2. Coordinate Convention

AddiVortes expects spherical coordinates in radians, following this convention:

  • Latitude-type dimensions (all spherical dimensions except the last): values in [−π/2, π/2].
  • Longitude / azimuthal dimension (the last spherical column): values in [−π, π].

For a single-surface model (a globe), you need exactly two columns:

x <- cbind(latitude_rad, longitude_rad)

with metric = "S". The model will use the spherical (great-circle) distance between all pairs of tessellation centres and observations.

If your data combine spherical and non-spherical covariates, you can pass a vector of metric indicators, e.g. metric = c(1, 1, 0) for two spherical dimensions followed by one Euclidean dimension.

3. Generating Synthetic Spherical Data

We simulate a dataset of 300 observations distributed across the surface of a globe. Each observation has a latitude and a longitude, and the response variable represents a smoothly varying quantity — here, a synthetic “temperature” that is warmest at the equator and varies with longitude.

library(AddiVortes)

set.seed(42)
n <- 300

# Sample random locations on the globe
lat <- runif(n, -pi / 2, pi / 2)  # latitude in radians: [-pi/2, pi/2]
lon <- runif(n, -pi,     pi)       # longitude in radians: [-pi, pi]
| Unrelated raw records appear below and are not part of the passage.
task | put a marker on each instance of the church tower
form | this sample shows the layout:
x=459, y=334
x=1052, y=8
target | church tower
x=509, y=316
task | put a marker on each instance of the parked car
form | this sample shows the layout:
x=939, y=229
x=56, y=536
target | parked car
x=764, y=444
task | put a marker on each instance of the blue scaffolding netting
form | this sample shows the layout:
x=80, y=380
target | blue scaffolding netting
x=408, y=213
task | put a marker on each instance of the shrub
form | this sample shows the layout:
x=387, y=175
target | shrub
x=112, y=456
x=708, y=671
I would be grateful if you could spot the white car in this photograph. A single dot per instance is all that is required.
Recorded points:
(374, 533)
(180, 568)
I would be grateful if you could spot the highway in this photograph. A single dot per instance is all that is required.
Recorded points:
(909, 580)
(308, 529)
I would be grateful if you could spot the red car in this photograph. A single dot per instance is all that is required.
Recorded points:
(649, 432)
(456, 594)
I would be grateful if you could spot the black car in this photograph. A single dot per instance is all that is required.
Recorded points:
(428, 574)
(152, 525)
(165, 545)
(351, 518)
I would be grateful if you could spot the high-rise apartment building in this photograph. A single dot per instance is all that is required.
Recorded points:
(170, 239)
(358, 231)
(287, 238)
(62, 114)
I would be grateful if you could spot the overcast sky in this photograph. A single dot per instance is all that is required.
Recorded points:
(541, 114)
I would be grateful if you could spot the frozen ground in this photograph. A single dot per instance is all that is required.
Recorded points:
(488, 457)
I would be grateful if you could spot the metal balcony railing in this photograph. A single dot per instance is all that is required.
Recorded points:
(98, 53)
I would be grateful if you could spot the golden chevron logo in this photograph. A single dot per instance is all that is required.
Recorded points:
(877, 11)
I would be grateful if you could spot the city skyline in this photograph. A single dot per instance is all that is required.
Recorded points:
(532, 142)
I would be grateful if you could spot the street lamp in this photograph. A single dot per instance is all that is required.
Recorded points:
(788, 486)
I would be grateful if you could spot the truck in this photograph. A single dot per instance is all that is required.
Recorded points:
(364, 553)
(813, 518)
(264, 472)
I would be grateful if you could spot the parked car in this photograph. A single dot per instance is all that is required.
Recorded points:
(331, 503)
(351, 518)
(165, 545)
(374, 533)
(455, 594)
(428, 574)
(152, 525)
# True function: warmer at the equator, slight east-west gradient
y_true <- 20 * cos(lat) + 5 * sin(lon)

# Add observation noise
y <- y_true + rnorm(n, sd = 2)

# Covariate matrix: latitude first, longitude last (required convention)
x <- cbind(lat, lon)

The plot below shows the spatial distribution of the simulated response values:

# Colour scale for the response
cols <- colorRampPalette(c("blue", "white", "red"))(100)
col_index <- cut(y, breaks = 100, labels = FALSE)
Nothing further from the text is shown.